David Llewellyn Dodds

Bruce Charlton said...

@David - Good stuff.

It took me a while to realise that HC was not as sympathetic to Tolkien or the Inklings, as I had assumed. It happened when I was watching a documentary about Tolkien, probably around 2000, and maybe one associated with the Jackson movies; by by that time HC has a dopted a noticeably sneering and superior tone to at least some aspects of Tolkien, and perhaps especially many Tolkien devotees such as ourselves (I think he used the dismissive term 'anoraks' to smear the kind of people who learn elvish and the like). HC communicated that he thought such enthusiasm excessive and infra dig.

So I now think it useful for readers to know that there was a less than perfect sympathy between biographer and subject - HC and Tolkien/ Inklings were coming-from different places and aiming at different ends.

However, I intirely agree that HC was a an excellent scholar and writer in these books; his capacity to grasp and assimilate masses of material, then to express it i prose with a clear and enjoyable concision, is unsurpassed in my experience. The evidence is that I have re-read all these books *many* times.

I picked up the Tolkien Letters again after reading your comment, and it is a superb book; the single most interesting and enjoyable book of letters I've read; very well edited, and done with minimal fuss and intrusion from the editor.

Ultimately, however, I yearn for a Tolkien (and Inklings) 'scholarship' (thoughtful reading, informed thinking) which has profound sympathy with the spiritual perspective of one or more of these men; and is working from the basis that they were essentially right, are very 'relevant' here and now, and is trying to take this further in actual life.

Fortunately, I have quite a few 'penfriends' and blog commenters who are in agreement, and who are doing exactly this - yourself included!

Anonymous said...

He cheerfully lent me his notebook with a lot of excerpts from Williams's correspondence, not least in the Wade, and was justly satisfied with what a 'quick study' he could be, as in this case - how much important matter he noted in, I think, about a week there - I could extract a great basis for a lot of 'composition history' from that, in addition to what he'd done with it in his book. He had had good contacts with Michael Williams, and kindly put me in touch with him - and had given me what I needed to get in touch with Phyllis Jones, too - but had also passed me on to Anne Ridler for supervision of my work, who was very generous and helpful in so many ways, but thought we had better consult Mrs. Hadfield (whom I knew in a friendly way from the Williams Society) in this case, and she sadly put the kibosh on it at once.
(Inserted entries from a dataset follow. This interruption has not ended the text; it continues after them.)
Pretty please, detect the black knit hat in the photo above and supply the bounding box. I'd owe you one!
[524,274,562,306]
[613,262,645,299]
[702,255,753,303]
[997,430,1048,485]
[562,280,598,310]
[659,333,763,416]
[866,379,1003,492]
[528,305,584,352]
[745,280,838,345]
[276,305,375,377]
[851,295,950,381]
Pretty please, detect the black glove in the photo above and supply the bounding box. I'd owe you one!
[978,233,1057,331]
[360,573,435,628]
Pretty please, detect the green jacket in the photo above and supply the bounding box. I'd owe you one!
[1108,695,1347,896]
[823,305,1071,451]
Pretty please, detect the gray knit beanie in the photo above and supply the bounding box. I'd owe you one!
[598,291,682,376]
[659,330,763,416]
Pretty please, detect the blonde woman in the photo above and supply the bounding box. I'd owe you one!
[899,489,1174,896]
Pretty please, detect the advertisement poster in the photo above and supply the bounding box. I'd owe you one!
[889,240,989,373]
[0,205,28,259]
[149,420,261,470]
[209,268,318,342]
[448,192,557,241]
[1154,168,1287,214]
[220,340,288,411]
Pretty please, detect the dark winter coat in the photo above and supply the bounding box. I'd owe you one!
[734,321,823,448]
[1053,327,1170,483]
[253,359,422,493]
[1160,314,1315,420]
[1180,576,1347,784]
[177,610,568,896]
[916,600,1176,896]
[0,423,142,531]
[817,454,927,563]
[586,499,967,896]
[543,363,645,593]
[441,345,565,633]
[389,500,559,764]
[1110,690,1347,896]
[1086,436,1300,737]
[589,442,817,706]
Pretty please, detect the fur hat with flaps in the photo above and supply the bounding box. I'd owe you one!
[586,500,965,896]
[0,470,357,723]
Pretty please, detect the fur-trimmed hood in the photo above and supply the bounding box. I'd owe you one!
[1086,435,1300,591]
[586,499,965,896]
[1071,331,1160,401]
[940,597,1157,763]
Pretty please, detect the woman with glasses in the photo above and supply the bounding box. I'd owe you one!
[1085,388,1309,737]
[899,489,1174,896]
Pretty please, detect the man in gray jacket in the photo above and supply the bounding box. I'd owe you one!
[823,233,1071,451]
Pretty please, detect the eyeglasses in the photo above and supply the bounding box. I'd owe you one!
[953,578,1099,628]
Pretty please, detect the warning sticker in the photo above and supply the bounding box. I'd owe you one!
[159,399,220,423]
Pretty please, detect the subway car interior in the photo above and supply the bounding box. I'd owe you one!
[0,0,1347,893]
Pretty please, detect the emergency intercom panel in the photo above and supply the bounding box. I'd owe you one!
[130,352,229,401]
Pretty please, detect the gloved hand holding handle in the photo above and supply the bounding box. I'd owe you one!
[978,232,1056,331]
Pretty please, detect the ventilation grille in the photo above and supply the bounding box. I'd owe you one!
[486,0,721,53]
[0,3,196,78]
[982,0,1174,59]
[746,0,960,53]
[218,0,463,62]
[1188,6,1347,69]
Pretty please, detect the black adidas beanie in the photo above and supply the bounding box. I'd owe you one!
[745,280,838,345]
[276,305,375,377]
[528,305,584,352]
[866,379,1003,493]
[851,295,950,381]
I thoroughly agree about the proper sort of scholarship - but am glad that at the time of writing Humphrey Carpenter was not (to my mind) out of sympathy in a way earnestly to mitigate or mar his work. It is astonishing - I think, especially where Lewis is concerned - how many writers want to 'docket' him and box him safely away with condescending sympathy at best. E.g., how did someone so good on Williams as Brian Horne come to invite Richard Harries to lecture on Lewis, and how did Collins come to publish C.S. Lewis: The Man and His God (1987)? But perhaps those inviting and commissioning don't (or even, can't) always know well enough what or who they are getting involved with.